You can be proud of the work done for our citizens. With the Council we shall now sign this act into law but, before that, I will ask our guest, who will often be present in the European Parliament this half-year, Minister Martonyi, to say a few words.


  János Martonyi, President-in-Office of the Council. − Mr President, in this unique and solemn moment, I recall the early days of the European Convention when we were discussing how what used to be called the ‘democratic deficit of the European integration process’ could be eliminated, or at least reduced. There was a common goal which we all shared, and that was to enhance the democratic functioning of the European Union.
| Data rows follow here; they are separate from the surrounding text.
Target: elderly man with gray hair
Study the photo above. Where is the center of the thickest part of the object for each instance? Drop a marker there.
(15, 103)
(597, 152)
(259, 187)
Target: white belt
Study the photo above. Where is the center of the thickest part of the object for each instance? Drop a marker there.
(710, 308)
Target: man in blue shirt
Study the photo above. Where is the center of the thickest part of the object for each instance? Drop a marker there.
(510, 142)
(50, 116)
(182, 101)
One way of doing that has just been found, and that is to foster the participation of the citizens themselves in the democratic life of the Union. That is how, and that is why, the right of the citizens’ initiative was included in the Treaty, and now citizens can approach the European Commission directly and invite it to submit a proposal for a legislative act of the European Union.

I firmly believe that this is a milestone on the path towards more democracy in the Union. It is also the first element of direct democracy. It establishes direct contact and dialogue between the institutions and citizens and encourages cross-border direct dialogue and cooperation. It also encourages a sense of ownership: Europe is not them – Europe is us, and Europe will develop as we shape it ourselves, all of us together. Yes, our motto, ‘A strong Europe with a human touch’ depends upon all of us.
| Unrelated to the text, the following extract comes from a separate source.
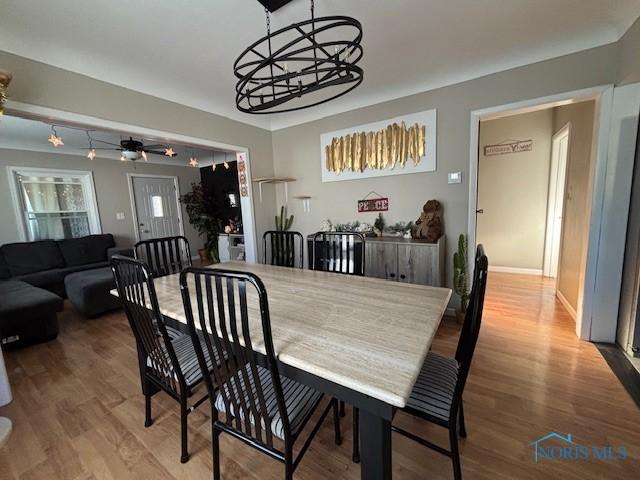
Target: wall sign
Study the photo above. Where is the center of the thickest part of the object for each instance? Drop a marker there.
(510, 147)
(373, 205)
(400, 145)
To achieve these goals and to implement the Treaty, clear, simple and user-friendly rules of procedure had to be established. This has now been done and was the result of the good cooperation between all the institutions – the Commission, the Council and first and foremost, the European Parliament. I would like to extend my special thanks to Mr Maroš Šefčovič of the Commission; I would like to express my thanks to the Spanish and the Belgian Presidencies, both of them members of our trio; and very special thanks and congratulations also have to be extended to the European Parliament, to all those who were involved in this extremely important job: the chairs of the committees, and also the rapporteurs Alain Lamassoure, Zita Gurmai, Diana Wallis and Gerald Häfner, and all the other Members who participated in this extremely important work.

This is a demonstration of the excellent cooperation and understanding not only between the European institutions, but also among the different political families or groups. I can only express my hope that this cooperation and this understanding will have set a model for the future, both for the institutions and for the political groups.